La tension reste vive entre le Mouvement du 5 juin-rassemblement des forces patriotiques (M5-RFP) et le président de la République Ibrahim Boubacar Kéïta. Au lieu de véritables propositions de sortie de crise, la classe politique malienne se laisse noyée dans des diatribes qui laissent croire qu’elle n’a pas de réels soucis pour la république.
« Les citoyens se soulèvent, tantôt par le désir de l’égalité, lorsqu’ils se voient tous égaux qu’ils se prétendent, sacrifiés à des privilèges ; tantôt par le désir de l’inégalité et de la prédominance politique, lorsqu’en dépit de l’inégalité qu’ils se supposent, ils n’ont pas plus de droits que les autres, ou n’en ont que d’égaux, ou même de moins étendus. » Ce passage de la « Politique » du philosophe antique grec Aristote semble approprié au contexte sociopolitique du Mali d’aujourd’hui.

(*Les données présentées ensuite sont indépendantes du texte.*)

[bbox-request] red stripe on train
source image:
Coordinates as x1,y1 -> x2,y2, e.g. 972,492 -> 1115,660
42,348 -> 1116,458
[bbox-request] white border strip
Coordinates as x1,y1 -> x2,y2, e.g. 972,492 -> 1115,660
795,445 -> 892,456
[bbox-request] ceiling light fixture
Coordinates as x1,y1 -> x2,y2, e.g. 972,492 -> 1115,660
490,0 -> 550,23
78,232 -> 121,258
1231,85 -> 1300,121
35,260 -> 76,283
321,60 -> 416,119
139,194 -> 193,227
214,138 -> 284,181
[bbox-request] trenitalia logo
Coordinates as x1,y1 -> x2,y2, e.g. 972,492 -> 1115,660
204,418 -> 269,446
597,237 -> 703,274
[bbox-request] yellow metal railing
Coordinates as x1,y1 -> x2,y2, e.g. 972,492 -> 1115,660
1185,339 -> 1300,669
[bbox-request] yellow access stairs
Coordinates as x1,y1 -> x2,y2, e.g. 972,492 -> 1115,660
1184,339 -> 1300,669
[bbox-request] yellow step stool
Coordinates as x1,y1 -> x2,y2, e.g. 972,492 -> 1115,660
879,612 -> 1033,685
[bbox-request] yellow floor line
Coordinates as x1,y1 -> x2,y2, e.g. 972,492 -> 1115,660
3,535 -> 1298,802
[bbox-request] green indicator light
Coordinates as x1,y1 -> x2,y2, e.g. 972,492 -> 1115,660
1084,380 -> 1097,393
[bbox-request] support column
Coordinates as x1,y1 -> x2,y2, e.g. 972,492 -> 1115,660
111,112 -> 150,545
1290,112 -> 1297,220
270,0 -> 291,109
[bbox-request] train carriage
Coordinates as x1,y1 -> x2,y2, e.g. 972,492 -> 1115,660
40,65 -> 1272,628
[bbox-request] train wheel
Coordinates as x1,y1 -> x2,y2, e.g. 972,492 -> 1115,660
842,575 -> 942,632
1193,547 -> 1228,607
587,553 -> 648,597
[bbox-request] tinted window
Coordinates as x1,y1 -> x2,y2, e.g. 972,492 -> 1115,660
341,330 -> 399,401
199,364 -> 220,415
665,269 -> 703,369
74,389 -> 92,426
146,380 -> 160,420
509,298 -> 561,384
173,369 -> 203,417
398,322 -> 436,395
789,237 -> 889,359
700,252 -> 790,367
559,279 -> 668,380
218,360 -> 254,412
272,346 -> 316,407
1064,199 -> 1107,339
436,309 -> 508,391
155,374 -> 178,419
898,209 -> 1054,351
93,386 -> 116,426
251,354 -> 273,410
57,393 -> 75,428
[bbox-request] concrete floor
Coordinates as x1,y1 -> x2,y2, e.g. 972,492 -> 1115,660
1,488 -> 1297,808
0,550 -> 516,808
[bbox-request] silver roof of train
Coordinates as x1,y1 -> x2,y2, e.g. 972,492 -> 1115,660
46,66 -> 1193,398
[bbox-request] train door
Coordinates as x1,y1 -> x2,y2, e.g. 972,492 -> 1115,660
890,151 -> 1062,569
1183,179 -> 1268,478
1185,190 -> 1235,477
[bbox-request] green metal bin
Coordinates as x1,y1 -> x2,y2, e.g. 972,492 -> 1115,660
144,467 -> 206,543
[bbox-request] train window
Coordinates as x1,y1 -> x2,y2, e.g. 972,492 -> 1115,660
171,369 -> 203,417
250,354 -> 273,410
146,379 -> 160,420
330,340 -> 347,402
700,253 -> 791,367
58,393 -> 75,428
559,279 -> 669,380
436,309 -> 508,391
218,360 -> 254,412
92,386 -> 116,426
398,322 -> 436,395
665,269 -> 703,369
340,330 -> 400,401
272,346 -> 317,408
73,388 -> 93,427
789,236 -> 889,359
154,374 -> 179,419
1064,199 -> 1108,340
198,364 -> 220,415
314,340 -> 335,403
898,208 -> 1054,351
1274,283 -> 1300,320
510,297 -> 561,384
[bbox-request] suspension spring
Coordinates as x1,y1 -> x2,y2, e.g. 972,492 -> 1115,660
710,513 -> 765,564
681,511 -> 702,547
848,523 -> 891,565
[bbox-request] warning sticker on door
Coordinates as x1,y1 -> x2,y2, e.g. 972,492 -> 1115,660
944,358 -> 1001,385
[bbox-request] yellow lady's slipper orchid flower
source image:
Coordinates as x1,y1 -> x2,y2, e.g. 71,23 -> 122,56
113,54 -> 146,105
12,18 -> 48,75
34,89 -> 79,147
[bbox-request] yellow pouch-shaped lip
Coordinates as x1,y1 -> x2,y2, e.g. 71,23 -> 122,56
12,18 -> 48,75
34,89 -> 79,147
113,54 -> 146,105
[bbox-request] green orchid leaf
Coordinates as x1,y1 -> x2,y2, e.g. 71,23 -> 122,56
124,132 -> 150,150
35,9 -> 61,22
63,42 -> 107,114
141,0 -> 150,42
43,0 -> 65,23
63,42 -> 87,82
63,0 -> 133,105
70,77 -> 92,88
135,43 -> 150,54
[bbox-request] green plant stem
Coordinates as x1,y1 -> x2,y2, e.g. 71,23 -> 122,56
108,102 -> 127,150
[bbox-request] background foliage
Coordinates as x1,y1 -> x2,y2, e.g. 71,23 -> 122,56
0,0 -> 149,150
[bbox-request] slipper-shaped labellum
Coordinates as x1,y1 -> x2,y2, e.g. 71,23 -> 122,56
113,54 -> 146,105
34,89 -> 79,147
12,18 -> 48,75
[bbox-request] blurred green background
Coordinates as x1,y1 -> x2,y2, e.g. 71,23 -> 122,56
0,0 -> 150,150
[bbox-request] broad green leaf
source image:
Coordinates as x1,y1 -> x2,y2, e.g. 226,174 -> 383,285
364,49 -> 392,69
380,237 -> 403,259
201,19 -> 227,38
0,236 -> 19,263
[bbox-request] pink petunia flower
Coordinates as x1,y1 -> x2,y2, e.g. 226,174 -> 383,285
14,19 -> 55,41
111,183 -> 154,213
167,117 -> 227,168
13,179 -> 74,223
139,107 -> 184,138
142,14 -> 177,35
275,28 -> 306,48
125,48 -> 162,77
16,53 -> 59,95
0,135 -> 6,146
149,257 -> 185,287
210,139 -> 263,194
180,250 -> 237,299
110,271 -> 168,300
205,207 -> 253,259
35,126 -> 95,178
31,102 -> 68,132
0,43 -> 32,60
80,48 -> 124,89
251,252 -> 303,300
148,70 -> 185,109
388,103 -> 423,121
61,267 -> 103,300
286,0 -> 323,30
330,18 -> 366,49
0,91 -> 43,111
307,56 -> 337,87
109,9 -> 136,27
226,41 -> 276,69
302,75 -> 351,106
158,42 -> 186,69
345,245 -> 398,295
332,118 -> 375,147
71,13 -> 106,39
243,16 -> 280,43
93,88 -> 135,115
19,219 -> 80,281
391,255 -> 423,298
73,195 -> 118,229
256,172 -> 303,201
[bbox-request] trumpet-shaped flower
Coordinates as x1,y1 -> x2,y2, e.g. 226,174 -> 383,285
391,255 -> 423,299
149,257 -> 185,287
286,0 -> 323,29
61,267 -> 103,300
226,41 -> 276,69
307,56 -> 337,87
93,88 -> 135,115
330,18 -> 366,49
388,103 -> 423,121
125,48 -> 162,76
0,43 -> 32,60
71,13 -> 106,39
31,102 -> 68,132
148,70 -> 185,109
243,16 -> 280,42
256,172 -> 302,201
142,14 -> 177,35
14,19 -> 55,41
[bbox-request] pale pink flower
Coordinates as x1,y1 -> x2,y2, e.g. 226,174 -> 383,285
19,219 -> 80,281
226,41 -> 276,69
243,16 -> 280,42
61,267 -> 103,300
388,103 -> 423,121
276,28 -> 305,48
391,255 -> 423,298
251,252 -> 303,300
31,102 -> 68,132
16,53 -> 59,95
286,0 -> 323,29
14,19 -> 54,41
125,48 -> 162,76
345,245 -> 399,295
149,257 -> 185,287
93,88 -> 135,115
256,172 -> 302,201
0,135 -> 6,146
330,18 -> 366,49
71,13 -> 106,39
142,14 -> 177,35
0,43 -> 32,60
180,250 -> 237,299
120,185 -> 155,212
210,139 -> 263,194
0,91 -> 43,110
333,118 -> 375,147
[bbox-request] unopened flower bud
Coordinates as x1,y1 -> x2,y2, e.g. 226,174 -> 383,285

Des propositions qui divisent
Les neuf (9) propositions du Mouvement du 5 juin Rassemblement des forces patriotiques (M5-RFP) pour la résolution de la crise sociopolitique malienne divisent la classe politique du pays. Certaines trouvent ces propositions « antidémocratiques, antirépublicaines et anticonstitutionnelles ». Selon d’autres, elles ne prouvent que le radicalisme du M5 et sa fermeture à tout dialogue pour une résolution pacifique de la crise sociopolitique que traverse le pays depuis les élections législatives du 29 mars et 19 avril 2020.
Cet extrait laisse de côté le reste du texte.